Conforme detalhado na pesquisa publicada na revista PLOS Biology, a equipe liderada pelo Dr. Thomas A. Püschel e pela pesquisadora Rachel M. Hurwitz, da Escola de Antropologia e Etnografia de Museu de Oxford, em colaboração com o professor Chris Venditti da Universidade de Reading, analisou dados de 2.025 macacos e símios de 41 espécies diferentes. Usando modelagem bayesiana, os cientistas testaram diversas teorias sobre a origem da preferência pela mão direita, considerando fatores como uso de ferramentas, dieta, estrutura social e padrões de movimento.
Os resultados indicam que, ao introduzir o tamanho do cérebro e a proporção entre o comprimento dos braços e das pernas — um marcador comum de movimento bípede —, os humanos deixaram de ser uma exceção evolutiva. Isso sugere que a combinação de caminhar ereto e cérebros maiores pode explicar a forte preferência pela mão direita observada nos humanos modernos.
O estudo também permitiu estimar a provável preferência manual de ancestrais humanos extintos. Os resultados sugerem que hominídeos primitivos, como Ardipithecus e Australopithecus, provavelmente apresentavam apenas uma leve preferência pela mão direita, semelhante ao que se observa nos grandes símios modernos.
Essa tendência parece ter se intensificado com o surgimento do gênero Homo, incluindo espécies como Homo ergaster, Homo erectus e Neandertais. O processo culminou na dominância extrema vista nos humanos contemporâneos.
Uma exceção notável a esse padrão é a espécie Homo floresiensis, comumente chamada de “hobbit” devido ao seu pequeno tamanho. Os pesquisadores previram que essa espécie tinha um viés muito mais fraco para a mão direita, o que se alinha com o padrão evolutivo mais amplo identificado no estudo.
Homo floresiensis possuía um cérebro relativamente pequeno e mantinha adaptações físicas tanto para escalar quanto para caminhar ereto, em vez de ser totalmente especializado para o movimento bípede. Essa característica reforça a hipótese de que a especialização locomotora e o tamanho cerebral são fatores determinantes para a lateralidade manual.

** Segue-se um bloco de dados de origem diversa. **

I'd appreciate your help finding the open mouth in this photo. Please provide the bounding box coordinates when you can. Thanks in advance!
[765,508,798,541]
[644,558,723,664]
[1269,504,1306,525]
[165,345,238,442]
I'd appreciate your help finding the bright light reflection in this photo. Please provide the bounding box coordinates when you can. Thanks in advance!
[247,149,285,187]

Os pesquisadores acreditam que a evidência aponta para um processo evolutivo em duas etapas. Primeiro, caminhar ereto libertou as mãos da locomoção, criando novas pressões que favoreceram o uso mais especializado e assimétrico das mãos.

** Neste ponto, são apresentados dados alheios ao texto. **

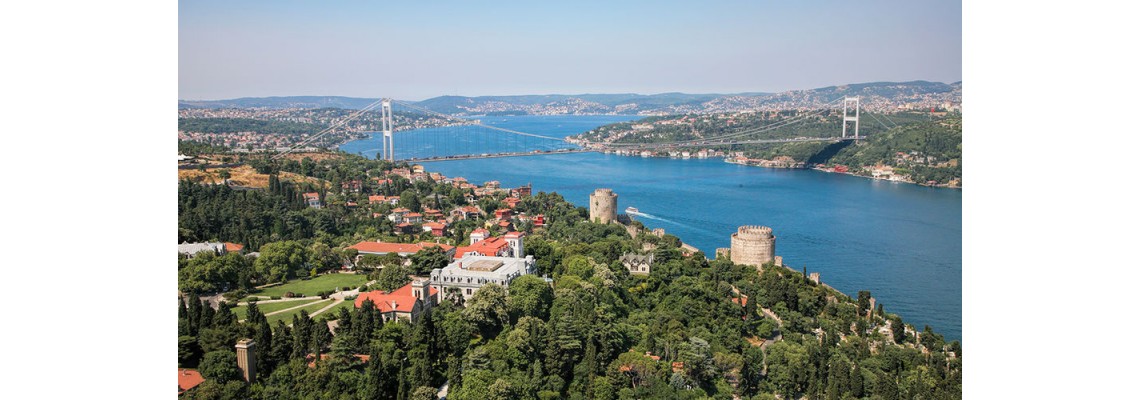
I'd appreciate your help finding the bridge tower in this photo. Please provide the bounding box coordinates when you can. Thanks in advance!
[844,96,858,141]
[380,99,396,162]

Posteriormente, à medida que os cérebros humanos se tornaram maiores e mais complexos, a preferência pela mão direita se tornou muito mais forte e disseminada. Esse mecanismo explicaria por que aproximadamente 90% da população humana atual é destra.
O estudo também levanta novas questões para futuras pesquisas, conforme apontou o Science Daily em sua cobertura. Os cientistas ainda não compreendem totalmente por que a canhotosidade persistiu ao longo da evolução humana ou como a cultura pode ter ajudado a reforçar a destreza ao longo do tempo.
Além disso, os pesquisadores estão interessados em saber se preferências semelhantes de membros encontradas em animais como papagaios e cangurus poderiam apontar para padrões evolutivos mais profundos. Essas descobertas poderiam revelar mecanismos compartilhados entre espécies muito diferentes.